The -fexcess-precision flag is ignored if supplied on the command line.
The numerics/Double-based programs on the great language shootout were performing poorly. Investigations revealed that the -fexcess-precision flag was being silently ignored by GHC when supplied as a command line flag. If it is supplied as a {-# OPTIONS -fexcess-precision #-} pragma, it is respected.
Consider the following shootout entry for the 'mandelbrot' benchmark. It writes the mandelbrot set as bmp format to stdout.
import System
import System.IO
import Foreign
import Foreign.Marshal.Array
main = do
w <- getArgs >>= readIO . head
let n = w `div` 8
m = 2 / fromIntegral w
putStrLn ("P4\n"++show w++" "++show w)
p <- mallocArray0 n
unfold n (next_x w m n) p (T 1 0 0 (-1))
unfold :: Int -> (T -> Maybe (Word8,T)) -> Ptr Word8 -> T -> IO ()

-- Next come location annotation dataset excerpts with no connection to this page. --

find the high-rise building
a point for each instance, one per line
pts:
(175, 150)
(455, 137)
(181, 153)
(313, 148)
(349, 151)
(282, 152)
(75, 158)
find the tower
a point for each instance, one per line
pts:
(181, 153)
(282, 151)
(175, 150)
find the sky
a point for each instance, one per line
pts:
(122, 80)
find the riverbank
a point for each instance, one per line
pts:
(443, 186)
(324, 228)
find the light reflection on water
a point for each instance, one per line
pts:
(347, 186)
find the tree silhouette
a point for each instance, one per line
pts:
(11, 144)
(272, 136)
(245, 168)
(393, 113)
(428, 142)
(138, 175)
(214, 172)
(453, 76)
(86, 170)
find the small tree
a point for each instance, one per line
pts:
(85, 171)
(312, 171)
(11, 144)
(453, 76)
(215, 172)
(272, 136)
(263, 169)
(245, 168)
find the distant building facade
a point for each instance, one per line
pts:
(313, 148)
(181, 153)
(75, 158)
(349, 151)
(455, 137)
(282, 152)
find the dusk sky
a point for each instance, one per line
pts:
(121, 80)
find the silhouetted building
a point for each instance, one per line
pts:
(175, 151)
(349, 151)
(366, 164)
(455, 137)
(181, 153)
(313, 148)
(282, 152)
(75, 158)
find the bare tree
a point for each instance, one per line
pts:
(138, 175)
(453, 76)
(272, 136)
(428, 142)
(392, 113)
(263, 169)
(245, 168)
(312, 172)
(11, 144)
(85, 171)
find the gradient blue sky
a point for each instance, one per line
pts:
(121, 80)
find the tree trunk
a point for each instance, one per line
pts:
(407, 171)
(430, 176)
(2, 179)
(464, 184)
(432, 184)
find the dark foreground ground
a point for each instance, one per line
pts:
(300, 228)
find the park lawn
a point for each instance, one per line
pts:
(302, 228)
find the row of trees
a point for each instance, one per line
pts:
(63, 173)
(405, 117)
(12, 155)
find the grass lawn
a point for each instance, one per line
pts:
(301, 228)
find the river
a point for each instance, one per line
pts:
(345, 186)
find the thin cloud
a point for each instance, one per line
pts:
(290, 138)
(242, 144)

unfold !i !f !ptr !x0 = loop x0
where
loop !x = go ptr 0 x
go !p !n !x = case f x of
Just (w,y) | n /= i -> poke p w >> go (p `plusPtr` 1) (n+1) y
Nothing -> hPutBuf stdout ptr i
_ -> hPutBuf stdout ptr i >> loop x
{-# NOINLINE unfold #-}
data T = T !Int !Int !Int !Double
next_x !w !iw !bw (T bx x y ci)
| y == w = Nothing
| bx == bw = Just (loop_x w x 8 iw ci 0, T 1 0 (y+1) (iw+ci))
| otherwise = Just (loop_x w x 8 iw ci 0, T (bx+1) (x+8) y ci)

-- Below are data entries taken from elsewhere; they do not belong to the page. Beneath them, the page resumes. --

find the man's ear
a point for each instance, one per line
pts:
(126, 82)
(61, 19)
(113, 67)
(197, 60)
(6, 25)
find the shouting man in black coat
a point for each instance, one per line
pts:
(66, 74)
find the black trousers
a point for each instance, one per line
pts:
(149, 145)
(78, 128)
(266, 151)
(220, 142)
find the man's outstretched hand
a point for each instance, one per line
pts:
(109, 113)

loop_x !w !x !n !iw !ci !b
| x < w = if n == 0
then b
else loop_x w (x+1) (n-1) iw ci (b+b+v)
| otherwise = b `shiftL` n
where
v = fractal 0 0 (fromIntegral x * iw - 1.5) ci 50
fractal :: Double -> Double -> Double -> Double -> Int -> Word8
fractal !r !i !cr !ci !k
| r2 + i2 > 4 = 0
| k == 0 = 1
| otherwise = fractal (r2-i2+cr) ((r+r)*i+ci) cr ci (k-1)
where
(!r2,!i2) = (r*r,i*i)
We can compile and run this as follows:
$ ghc -O -fglasgow-exts -optc-march=pentium4 -fbang-patterns -funbox-strict-fields -optc-O2 -optc-mfpmath=sse -optc-msse2 -fexcess-precision -o m1 mandel3.hs -no-recomp
$ time ./m1 3000 > /dev/null
./m1 3000 > /dev/null 8.12s user 0.00s system 99% cpu 8.143 total
8s is around 3x the speed of C (or worse).

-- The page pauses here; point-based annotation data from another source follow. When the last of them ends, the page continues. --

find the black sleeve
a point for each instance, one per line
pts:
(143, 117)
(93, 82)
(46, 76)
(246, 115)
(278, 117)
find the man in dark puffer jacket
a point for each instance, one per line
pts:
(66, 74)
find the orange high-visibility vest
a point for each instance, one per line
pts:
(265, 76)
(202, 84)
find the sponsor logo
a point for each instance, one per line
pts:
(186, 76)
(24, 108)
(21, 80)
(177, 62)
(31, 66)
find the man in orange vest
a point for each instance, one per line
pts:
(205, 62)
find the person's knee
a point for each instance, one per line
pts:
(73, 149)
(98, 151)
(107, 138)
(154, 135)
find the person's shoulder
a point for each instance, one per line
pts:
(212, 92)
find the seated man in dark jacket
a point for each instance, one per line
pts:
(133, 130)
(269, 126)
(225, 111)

now, if we add the following pragma to the top of the file:
{-# OPTIONS -fexcess-precision #-}
and recompile and rerun:
$ ghc -O -fglasgow-exts -optc-march=pentium4 -fbang-patterns -funbox-strict-fields -optc-O2 -optc-mfpmath=sse -optc-msse2 -fexcess-precision -o m1 mandel3.hs -no-recomp
$ time ./m1 3000 > /dev/null
./m1 3000 > /dev/null 2.94s user 0.00s system 99% cpu 2.945 total
Nearly 3x faster, and competitive with C.
Across the board the -fexcess-precision flag seems to be ignored by GHC, affecting all Double-based entries on the shootout.
A diff on the ghc -v3 output shows that -ffloat-store is not being passed to GCC when -fexcess-precision is supplied on the command line.